Governo aprova conclusão do processo de venda à Gateway

Governo aprova conclusão do processo de venda à Gateway

 

Lusa/AO Online   Economia   12 de Nov de 2015, 14:27

O Governo aprovou hoje em Conselho de Ministros a minuta final do acordo relativo à conclusão do processo de privatização da TAP, considerando que a celebração do contrato é uma necessidade urgente e inadiável.

Segundo a secretária de Estado do Tesouro, Isabel Castelo Branco, a alteração ao acordo de venda à Gateway de 61% do capital da TAP prevê a antecipação do plano de capitalização, com a entrada imediata de cerca de 150 milhões de euros na transportadora.

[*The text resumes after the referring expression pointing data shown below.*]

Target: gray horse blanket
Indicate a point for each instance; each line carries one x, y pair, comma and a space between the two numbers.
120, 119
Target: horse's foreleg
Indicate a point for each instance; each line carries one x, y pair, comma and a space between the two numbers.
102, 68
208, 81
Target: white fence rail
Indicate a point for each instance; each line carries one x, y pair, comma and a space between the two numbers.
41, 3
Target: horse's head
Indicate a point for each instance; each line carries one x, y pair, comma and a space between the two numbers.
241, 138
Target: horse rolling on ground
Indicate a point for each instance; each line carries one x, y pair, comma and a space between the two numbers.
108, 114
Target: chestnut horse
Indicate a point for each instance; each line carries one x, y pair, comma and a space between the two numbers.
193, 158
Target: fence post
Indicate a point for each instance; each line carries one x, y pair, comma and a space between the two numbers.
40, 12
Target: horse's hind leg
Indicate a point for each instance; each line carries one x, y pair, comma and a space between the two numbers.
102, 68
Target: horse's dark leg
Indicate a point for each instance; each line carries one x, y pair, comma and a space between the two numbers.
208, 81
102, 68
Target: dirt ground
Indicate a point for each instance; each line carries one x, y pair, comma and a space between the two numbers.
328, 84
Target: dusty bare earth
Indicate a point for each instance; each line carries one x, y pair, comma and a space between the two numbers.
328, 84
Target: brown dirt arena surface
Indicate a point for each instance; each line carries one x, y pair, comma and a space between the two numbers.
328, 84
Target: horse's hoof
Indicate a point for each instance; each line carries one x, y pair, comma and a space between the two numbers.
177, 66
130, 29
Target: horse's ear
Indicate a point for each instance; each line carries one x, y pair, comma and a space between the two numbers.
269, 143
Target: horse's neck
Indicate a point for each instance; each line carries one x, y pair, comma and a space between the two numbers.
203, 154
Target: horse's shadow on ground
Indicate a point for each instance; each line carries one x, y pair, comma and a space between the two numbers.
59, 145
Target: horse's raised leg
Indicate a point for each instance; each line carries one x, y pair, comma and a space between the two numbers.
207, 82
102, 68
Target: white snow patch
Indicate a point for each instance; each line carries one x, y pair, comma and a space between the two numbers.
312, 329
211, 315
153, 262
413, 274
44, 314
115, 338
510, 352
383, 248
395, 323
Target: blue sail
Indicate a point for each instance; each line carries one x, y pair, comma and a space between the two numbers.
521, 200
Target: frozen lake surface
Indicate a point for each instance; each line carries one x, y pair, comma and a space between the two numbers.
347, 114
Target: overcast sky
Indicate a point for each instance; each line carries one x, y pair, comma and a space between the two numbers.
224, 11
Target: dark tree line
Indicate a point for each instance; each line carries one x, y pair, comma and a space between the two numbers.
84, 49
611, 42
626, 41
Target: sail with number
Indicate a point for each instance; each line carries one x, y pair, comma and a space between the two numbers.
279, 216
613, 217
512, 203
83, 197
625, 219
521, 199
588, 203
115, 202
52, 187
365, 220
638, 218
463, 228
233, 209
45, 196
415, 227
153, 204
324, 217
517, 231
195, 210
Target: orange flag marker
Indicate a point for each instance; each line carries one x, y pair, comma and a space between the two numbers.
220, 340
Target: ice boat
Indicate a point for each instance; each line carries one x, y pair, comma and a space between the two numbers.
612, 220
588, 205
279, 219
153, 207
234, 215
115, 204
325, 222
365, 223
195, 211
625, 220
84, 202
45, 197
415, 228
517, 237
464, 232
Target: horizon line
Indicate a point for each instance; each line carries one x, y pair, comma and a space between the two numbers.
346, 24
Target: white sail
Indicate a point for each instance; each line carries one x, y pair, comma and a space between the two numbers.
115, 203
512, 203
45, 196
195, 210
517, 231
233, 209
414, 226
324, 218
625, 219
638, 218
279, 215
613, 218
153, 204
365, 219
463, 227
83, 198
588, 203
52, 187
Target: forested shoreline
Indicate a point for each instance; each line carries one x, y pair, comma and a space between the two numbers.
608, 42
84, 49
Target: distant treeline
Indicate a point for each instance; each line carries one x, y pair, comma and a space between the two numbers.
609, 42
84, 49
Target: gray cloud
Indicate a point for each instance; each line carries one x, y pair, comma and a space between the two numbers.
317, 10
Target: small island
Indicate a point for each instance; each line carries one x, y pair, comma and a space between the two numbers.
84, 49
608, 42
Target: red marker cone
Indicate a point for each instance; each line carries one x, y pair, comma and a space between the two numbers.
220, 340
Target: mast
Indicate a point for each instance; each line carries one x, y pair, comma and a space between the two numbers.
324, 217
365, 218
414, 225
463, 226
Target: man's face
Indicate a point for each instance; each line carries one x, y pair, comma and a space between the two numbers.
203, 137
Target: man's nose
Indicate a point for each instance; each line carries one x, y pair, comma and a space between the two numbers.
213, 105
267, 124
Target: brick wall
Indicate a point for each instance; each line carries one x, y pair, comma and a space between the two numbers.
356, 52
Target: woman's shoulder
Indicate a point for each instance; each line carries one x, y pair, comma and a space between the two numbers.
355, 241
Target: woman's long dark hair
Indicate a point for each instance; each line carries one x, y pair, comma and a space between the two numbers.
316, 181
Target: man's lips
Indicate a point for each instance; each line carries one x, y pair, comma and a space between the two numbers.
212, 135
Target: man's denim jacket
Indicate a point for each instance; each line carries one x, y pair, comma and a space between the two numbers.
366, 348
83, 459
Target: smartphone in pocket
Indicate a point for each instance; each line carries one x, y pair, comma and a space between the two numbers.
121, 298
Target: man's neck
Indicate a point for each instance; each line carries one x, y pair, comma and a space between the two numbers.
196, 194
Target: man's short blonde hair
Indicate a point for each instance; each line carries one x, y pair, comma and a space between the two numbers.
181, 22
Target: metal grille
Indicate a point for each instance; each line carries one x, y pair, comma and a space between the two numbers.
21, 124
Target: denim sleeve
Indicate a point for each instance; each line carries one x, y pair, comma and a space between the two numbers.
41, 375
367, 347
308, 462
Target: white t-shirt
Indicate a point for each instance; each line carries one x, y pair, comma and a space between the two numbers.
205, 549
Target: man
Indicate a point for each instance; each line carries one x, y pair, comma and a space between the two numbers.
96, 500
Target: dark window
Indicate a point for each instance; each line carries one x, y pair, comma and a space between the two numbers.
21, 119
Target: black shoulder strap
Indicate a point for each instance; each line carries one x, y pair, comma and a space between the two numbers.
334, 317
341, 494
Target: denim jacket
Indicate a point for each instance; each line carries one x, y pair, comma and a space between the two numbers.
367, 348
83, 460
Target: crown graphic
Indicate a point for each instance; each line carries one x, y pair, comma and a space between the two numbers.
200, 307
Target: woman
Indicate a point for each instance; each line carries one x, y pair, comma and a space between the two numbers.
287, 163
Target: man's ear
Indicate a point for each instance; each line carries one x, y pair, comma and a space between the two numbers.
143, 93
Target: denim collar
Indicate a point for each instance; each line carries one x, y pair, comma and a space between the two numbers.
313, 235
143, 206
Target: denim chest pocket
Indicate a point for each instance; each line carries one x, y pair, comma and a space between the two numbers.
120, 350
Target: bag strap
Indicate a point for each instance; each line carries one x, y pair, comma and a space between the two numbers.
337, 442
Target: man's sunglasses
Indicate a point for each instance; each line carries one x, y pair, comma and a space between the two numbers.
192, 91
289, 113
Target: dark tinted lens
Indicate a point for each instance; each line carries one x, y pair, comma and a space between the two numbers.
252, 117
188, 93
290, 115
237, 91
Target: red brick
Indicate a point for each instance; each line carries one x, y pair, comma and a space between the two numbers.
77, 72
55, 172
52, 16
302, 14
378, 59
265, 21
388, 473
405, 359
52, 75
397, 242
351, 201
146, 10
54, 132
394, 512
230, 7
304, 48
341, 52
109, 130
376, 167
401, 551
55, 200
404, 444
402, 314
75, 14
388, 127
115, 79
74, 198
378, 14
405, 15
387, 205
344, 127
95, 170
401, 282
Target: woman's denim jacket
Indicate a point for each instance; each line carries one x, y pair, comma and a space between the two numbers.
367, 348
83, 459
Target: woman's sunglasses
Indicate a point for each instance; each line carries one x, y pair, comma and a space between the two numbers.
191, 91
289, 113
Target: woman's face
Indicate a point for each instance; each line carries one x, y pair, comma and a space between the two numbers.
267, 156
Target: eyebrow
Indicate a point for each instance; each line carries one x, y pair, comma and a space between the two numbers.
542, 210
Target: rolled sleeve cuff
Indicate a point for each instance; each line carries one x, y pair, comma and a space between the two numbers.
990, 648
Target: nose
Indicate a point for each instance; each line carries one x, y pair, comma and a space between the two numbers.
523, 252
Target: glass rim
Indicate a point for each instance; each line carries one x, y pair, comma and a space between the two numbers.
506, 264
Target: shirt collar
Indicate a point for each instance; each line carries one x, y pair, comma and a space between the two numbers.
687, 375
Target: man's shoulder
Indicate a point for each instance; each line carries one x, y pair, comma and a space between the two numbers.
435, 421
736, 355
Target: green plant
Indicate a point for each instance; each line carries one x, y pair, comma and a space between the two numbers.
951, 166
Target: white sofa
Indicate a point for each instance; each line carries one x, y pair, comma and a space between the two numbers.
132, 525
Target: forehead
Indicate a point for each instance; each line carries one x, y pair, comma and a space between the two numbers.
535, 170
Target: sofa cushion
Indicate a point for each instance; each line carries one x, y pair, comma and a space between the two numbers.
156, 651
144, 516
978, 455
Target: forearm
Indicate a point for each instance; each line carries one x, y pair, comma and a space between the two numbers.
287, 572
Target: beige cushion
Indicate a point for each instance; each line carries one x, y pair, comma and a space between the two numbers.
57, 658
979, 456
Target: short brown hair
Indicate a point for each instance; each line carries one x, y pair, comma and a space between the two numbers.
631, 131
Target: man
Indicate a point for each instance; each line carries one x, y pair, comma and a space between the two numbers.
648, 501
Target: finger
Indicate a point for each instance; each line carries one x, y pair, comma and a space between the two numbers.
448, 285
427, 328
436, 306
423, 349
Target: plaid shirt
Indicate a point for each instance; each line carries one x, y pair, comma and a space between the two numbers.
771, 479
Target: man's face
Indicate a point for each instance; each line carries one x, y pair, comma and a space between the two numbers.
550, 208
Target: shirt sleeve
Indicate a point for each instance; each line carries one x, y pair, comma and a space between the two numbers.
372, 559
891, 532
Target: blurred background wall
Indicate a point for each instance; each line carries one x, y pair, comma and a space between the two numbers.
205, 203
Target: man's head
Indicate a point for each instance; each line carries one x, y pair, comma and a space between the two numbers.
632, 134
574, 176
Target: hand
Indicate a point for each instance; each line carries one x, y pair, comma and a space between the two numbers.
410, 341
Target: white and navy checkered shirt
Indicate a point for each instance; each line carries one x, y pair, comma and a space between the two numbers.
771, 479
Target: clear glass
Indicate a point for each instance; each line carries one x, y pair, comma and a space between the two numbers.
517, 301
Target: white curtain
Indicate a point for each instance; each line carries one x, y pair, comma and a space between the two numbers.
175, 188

"Esta alteração é extremamente importante, porque permite antecipar a entrada de capital na TAP tendo em conta a urgência de reforçar a tesouraria" da companhia aérea, explicou a governante em conferência de imprensa no final do Conselho de Ministros.

A segunda fatia de cerca de 120 milhões de euros, sob a forma de obrigações convertíveis, terá que ser paga pelo consórcio até 23 de junho de 2016.

"Se não entrar até 23 de junho - e isto é muito importante - a transação reverte, mas com a capitalização que entretanto recebeu, com os fundos que agora não tem e que o Estado não pode conceder, porque senão entra num processo de ajudas de Estado", realçou a governante.

Isabel Castelo Branco explicou que o acordo inicial, celebrado em 24 de junho, previa uma injeção de 338 milhões de euros, tendo 269 milhões de euros que ser pagos até 23 de junho de 2016 - data limite para o 'closing' [fecho] da operação -, acrescidos de 17 milhões de euros por trimestre ao longo do próximo ano.

Segundo a governante, o pagamento trimestral mantém-se como inicialmente previsto, antecipando-se a capitalização de parte dos 269 milhões de euros (150 milhões de euros).

"Foi possível obter a compreensão do comprador para que houvesse a antecipação, possibilitando a entrada imediata de fundos na empresa. Foi possível juntar a compreensão de todas as partes para possibilitar esta entrada imediata de fundos na empresa", afirmou o ministro da Presidência, Marques Guedes, realçando que "a razão de ser prende-se com a situação de necessidade absoluta de tesouraria".

O governante adiantou que as necessidades de tesouraria punham em causa o pagamento de salários, admitindo mesmo a possibilidade dos aviões ficarem em terra por falta de combustível.